Breast Density, Hormone Levels, and Anticancer Drug Levels in Women With Invasive Breast Cancer Who Are Receiving Exemestane or Anastrozole

Basic Trial Information
Trial Description
     Summary
     Further Trial Information
     Eligibility Criteria
Trial Contact Information

Basic Trial Information

PhaseTypeStatusAgeSponsorProtocol IDs
No phase specifiedDiagnosticClosedPostmenopausalNCI, OtherCDR0000462330
NCCTG-N0434, CAN-NCIC-MA27D, N0434 (MA.27D), MA27D, NCT00316836

Trial Description

Summary

RATIONALE: Understanding the relationship between breast density, levels of hormones in the blood, and levels of anticancer drugs in the blood may help improve the ability to plan effective treatment for women with invasive breast cancer.

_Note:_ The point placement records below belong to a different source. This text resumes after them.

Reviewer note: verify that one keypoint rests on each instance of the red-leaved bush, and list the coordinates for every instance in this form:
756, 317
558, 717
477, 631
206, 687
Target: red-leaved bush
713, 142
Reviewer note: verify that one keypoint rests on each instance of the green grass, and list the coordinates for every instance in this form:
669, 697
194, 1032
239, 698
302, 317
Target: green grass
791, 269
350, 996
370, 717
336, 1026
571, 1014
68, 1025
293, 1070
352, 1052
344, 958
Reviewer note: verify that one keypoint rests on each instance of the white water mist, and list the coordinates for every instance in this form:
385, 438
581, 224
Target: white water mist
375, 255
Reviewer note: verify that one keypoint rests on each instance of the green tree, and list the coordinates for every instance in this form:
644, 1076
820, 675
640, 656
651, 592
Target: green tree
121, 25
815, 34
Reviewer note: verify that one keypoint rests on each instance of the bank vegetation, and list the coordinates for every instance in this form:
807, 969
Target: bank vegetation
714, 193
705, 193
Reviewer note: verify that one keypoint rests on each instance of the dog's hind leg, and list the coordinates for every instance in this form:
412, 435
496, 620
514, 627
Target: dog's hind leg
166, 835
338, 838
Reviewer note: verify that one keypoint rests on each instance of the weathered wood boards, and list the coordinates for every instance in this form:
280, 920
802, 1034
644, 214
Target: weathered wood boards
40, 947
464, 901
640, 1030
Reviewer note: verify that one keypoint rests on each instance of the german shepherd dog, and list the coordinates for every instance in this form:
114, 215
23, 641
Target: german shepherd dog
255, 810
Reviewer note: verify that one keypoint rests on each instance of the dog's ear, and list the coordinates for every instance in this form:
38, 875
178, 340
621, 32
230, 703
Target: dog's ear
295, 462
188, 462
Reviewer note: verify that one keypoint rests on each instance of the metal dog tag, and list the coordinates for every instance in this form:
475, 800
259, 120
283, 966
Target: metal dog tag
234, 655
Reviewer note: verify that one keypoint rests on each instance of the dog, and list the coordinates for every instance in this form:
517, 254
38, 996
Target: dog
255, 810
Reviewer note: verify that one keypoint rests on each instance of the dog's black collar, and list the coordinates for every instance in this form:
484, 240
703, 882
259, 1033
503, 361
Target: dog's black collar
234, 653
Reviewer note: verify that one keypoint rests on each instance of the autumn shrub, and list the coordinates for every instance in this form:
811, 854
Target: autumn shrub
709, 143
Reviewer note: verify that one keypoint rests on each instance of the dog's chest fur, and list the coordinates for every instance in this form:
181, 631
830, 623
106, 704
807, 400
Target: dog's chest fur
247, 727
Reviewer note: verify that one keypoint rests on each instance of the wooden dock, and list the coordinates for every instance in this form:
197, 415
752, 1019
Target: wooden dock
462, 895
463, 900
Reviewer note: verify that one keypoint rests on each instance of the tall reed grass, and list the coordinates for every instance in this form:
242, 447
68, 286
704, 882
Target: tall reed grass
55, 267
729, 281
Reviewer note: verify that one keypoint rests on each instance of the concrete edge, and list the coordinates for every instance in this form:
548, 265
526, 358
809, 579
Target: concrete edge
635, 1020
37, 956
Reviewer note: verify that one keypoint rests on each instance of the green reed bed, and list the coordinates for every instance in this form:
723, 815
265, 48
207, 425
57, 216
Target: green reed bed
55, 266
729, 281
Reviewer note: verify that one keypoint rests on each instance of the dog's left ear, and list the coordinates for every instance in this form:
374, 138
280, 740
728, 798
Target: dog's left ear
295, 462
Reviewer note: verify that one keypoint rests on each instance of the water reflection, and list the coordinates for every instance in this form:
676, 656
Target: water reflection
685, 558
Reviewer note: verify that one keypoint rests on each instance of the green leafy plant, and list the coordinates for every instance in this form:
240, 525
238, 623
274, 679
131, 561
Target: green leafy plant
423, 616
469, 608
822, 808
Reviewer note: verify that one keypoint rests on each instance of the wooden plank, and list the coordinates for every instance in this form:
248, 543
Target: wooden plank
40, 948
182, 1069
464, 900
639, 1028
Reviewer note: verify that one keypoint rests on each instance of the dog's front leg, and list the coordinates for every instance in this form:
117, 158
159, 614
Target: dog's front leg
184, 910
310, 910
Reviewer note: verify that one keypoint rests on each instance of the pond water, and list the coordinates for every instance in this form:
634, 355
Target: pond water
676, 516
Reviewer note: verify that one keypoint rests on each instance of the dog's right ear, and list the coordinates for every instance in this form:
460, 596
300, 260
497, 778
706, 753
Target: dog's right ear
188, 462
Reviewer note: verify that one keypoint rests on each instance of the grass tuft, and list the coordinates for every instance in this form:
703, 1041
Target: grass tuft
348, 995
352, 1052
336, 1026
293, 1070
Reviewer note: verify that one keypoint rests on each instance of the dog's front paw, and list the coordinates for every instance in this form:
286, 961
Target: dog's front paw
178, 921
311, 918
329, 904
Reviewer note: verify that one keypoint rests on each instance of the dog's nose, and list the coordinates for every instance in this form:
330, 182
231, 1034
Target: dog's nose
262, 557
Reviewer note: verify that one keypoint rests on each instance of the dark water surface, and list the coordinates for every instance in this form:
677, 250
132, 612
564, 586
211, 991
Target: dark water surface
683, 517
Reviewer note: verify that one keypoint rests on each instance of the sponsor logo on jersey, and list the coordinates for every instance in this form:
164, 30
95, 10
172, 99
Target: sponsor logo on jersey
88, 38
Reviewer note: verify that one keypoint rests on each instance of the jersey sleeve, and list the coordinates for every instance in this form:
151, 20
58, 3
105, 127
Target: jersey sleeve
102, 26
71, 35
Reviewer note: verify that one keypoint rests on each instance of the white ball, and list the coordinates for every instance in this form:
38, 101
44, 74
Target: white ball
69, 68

PURPOSE: This clinical trial is studying the relationship between breast density and blood levels of hormones and anticancer drugs in women with invasive breast cancer who are receiving exemestane or anastrozole.

Further Study Information

OBJECTIVES:

Primary

  • Assess the change in percent breast density and dense area in response to aromatase inhibitor therapy from pretreatment to 1 year, 1 year to 2 years, and pretreatment to 2 years in women with invasive breast cancer.
  • Determine the changes in percent breast density and dense area in response to aromatase inhibitor therapy from pretreatment to 1 year and correlate the changes with changes in plasma hormones (e.g., estrone, estrone-sulfate, estradiol, and sex hormone binding globulin) and drug levels (anastrozole or exemestane) over the same period in women with invasive breast cancer.
  • Determine the change over time in percent breast density and dense area (from pretreatment to the time period prior to local recurrence) in the contralateral breast in correlation to local recurrence of breast cancer.

Secondary

  • Determine the change over time in percent breast density and dense area in the contralateral breast in correlation to the development of contralateral breast cancer.
  • Determine whether women with high pretreatment percent density (upper tertile) experience greater decreases in percent breast density at 1 and 2 years of aromatase inhibitor therapy than women with low pretreatment percent density (lower tertile).
  • Determine whether women with high pretreatment dense area (upper tertile) experience greater decreases in dense area at 1 and 2 years of aromatase inhibitor therapy than women with low pretreatment dense area (lower tertile).
  • Correlate haplotype tagged single nucleotide polymorphisms in genes in the aromatase pathway (identified thorough the Mayo Clinic and Indiana University Pharmacogenomics Research Network Projects) with changes in percent and area breast density, plasma hormone levels, and 1-year drug levels.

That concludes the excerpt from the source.